In our time line the failed assasination of Inukai Tsuyoshi spawned worry, concern but also the will needed to reign in the growing militarism of japans armed forces, the conflict between the growing facist movement in the armed forces and the conservative government came to a head with the invasion of poland. Concerned that the overly agressive troops in the armed forces would jepordize japans position in machuria Japan declared war on germany and used the war as a way to purge the most radical and at times disloyal elements of the armed forces, while securing its historic alliance with the british empire.
But what if Inukai had died? What would happen if japan Joined the axis powers?
I'm afraid the most obvious divergence from OTL might be that Japan gets A-Bombed along with Germany, or even instead of Germany if the Nazis get defeated early enough(IOTL, it took until June 1946 for the Nazis to surrender and it took our first atomic bombs destroying both Hamburg and Frankfurt to finally get Himmler and company to surrender). And then they could possibly find themselves divided just as Germany was.
P.M. Tsuyoshi's actions immediately after the attempt on his life, no doubt saved Japan from falling on the wrong side of history(while also not ending up as a total U.S. puppet as Korea did in response to the recently independent Manchuria going Communist in 1962; under the Wallace Plan, Japan was able to build a successful multi-party liberal democracy after the war, while Korea was dominated by a certain pair of right-wing strongmen from 1949 up until the January 1987 Seoul uprising).

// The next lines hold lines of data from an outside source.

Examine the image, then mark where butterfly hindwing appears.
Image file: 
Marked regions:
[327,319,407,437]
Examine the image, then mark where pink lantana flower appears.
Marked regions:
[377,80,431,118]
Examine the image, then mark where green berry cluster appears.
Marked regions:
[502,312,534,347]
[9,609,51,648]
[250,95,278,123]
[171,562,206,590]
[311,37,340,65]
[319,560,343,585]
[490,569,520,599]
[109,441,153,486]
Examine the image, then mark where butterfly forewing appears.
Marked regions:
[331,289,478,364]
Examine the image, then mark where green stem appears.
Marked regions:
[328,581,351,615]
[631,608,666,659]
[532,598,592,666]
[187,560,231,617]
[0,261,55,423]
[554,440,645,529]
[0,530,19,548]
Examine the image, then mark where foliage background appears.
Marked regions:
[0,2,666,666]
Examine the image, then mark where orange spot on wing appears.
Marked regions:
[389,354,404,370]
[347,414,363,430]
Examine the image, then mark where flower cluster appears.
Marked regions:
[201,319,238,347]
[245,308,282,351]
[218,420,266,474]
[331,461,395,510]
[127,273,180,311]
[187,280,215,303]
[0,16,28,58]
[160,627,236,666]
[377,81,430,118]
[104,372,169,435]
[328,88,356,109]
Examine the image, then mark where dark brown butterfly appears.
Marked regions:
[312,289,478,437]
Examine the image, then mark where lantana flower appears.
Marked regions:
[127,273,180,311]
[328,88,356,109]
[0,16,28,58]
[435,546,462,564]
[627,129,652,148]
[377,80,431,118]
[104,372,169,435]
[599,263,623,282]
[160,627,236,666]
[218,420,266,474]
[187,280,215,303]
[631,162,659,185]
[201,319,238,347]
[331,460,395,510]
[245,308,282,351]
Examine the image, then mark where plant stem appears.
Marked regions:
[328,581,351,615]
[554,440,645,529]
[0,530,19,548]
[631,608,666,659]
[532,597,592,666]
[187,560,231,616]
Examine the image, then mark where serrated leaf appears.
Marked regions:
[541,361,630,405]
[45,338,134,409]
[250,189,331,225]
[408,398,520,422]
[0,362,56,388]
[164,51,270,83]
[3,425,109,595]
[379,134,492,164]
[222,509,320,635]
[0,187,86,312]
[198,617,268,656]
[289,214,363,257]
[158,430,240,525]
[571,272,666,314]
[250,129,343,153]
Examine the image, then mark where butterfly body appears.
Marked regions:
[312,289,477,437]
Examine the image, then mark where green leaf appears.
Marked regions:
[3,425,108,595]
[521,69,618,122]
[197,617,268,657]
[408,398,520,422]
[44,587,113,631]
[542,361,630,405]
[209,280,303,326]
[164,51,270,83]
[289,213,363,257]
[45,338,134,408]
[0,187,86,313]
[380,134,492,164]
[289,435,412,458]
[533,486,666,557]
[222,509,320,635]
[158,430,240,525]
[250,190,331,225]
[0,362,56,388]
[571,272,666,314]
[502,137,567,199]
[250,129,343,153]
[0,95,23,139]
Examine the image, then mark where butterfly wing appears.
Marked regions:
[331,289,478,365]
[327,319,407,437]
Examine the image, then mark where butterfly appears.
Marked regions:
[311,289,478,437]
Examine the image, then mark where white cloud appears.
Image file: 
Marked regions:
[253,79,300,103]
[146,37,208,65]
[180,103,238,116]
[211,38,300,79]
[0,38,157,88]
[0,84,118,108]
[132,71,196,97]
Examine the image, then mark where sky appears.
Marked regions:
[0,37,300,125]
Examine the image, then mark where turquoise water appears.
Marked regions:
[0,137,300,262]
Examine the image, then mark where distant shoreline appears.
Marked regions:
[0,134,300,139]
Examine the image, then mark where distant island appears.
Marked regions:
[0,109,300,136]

OOC: Should clarify that, as per this post, Manchukuo became independent again in 1956, following the Japanese withdrawal of most active military forces a decade earlier, as part of a friendship treaty signed between them and the US; unfortunately, their one elected leader prior to the Revolutionary takeover, turned out to be much like Cuba's Fulgencio Batista, himself assassinated in 1956 ITTL.
The world would have gone a much darker path...
My guess is on an Allied victory but:
-The Soviet forces occupies Germany and annexes it, as well as Poland and Czechoslovakia, as part of a Soviet Socialist Republic
-China is the biggest mystery: An East (Pro-US) and West (Communist) China is very likely but the odds of having an entie Communist China would have been very high (either by a defeat of the Republican forces during the civil war or by post-war coup, like the 1952 Coup Attempt by Mao)
-Japan have two possible endings:
1) If the US manages to get the Atomic Bomb faster then in OTL, they could have used it on Japan as a way to make them stop all fightings. The possible targets would have been Tokyo, Kyoto, Hiroshima, Kokura or Nagasaki... Post-war Japan would need US assistance to rebuild itself and would have lost much of its influence on the Pacific and with former territories (Manchuria, Korea and China).
2) If Allied forces decided to invade Japan (which I thik is more likely than dropping nukes), Japan would have been split in two with a Soviet-occupied north and a US-occupied south. North and South Japan would be involved in a bloody civil war in the 1950s. A reunification is possible after the fall of the USSR (in 1993, like in OTL) but if not, then North Japan would be a pariah state with a possible nuclear arsenal that could be used, if necessary, on South Japan, China, Manchuria and Korea.
TBH, although I do think Mao's coup attempt, should it still happen, would have definitely have had more of a chance with a much weaker Japan, but the main reason it failed IOTL is because we indirectly intervened on behalf of the Japanese and the Pengist government in China, which was still shaky at the time. Although, one must wonder what kind of effect "Comrade Mao" might have had he not died in 1953(in March, 6 months after the coup, and, as it turned out, was taken out by the CIA) and been able to live long enough to escape to Manchuria when the pro-US and Japanese-friendly government there fell in September 1962: he was once almost universally popular amongst the Chinese left and is still admired today, much like former Bolivian president Che Guevara is in Latin America.